Fungal Disease on Lawns

Fungi as Opportunists

Lawns are essentially a crop, a monoculture. The grass is the desirable plant, and with reasonable care it can be expected to crowd out all the weedy plants, keeping them controlled. It’s the same with lawn diseases. While some bacteria and viruses do attack turf grasses, most lawn diseases are caused by fungi. Fungal spores normally reside on grass blade surfaces, the thatch layer and the topsoil and participate in the complex lawn ecosystem. Those that cause disease are usually kept in balance by other benign microorganisms. However, this balance may be upset when the lawn is under stress.


Stress makes turf grasses vulnerable to lawn diseases. While it may be caused by cutting grass too short, or failing to fertilize, often it comes from environmental conditions such as unusually wet or dry weather which trigger fungal growth. There is no way to control the weather, however, many disease problems can be curbed with simple preventive cultural practices. In many cases the best tactic is to do nothing; when the weather changes the disease will just go away.

 

Life Cycle of a Lawn Fungus

Most fungi reproduce by forming millions of microscopic, powdery spores. These are spread by wind, rain splash, insects, contaminated soil--and by people walking around on the grass in wet weather. When the spores land on plants and moisture levels and other conditions are favorable, the spores germinate and send out tiny, branched threads called hyphae. The hyphae penetrate plant tissues and spread internally by digesting their way through the plant’s cell walls.

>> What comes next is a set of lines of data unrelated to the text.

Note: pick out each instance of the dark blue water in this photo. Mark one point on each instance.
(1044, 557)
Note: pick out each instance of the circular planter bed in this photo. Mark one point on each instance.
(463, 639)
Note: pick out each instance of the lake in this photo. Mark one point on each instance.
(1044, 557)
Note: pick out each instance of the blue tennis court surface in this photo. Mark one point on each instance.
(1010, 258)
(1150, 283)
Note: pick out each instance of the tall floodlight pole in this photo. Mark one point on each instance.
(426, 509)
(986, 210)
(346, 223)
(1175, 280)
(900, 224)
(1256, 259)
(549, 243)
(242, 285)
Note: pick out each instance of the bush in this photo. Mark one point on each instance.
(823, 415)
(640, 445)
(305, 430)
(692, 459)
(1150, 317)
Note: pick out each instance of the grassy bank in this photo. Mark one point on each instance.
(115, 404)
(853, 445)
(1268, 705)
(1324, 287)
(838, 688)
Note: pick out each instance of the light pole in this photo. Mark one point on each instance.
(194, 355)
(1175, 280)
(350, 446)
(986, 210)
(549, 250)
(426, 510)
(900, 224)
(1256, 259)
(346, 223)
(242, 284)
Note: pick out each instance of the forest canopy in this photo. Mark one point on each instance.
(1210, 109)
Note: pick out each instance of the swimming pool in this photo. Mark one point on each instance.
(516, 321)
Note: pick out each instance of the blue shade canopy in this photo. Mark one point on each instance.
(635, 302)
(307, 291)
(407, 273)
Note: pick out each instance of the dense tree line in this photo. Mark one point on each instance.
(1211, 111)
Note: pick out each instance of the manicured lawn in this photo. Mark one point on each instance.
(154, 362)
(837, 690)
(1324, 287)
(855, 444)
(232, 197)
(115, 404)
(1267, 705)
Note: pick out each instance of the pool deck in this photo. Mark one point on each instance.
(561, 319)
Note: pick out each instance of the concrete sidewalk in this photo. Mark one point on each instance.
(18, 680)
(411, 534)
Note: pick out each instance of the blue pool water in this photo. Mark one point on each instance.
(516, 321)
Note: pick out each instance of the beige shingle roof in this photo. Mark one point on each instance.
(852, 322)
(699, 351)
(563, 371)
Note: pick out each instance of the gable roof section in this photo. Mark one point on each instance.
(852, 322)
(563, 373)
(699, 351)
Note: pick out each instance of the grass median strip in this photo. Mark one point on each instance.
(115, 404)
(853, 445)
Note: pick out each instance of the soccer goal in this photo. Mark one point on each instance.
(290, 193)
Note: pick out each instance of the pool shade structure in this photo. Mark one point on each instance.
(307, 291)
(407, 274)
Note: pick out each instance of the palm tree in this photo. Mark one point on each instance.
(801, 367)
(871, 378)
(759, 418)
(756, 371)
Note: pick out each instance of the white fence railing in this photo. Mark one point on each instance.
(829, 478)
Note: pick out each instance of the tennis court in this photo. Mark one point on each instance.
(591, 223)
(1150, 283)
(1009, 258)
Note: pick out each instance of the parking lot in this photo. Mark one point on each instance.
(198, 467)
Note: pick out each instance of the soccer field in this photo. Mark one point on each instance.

Eventually the hyphae grow into a tangled mass called a mycelium, which is the actual tissue of the fungus. Depending on the species of fungus, this mycelium may appear as a fuzzy coating on grass blades (as in mildews), or as a patch of “mold,” or, most obviously, as a mushroom. Under the right conditions the mycelium develops new spores which are shed freely to complete the life cycle.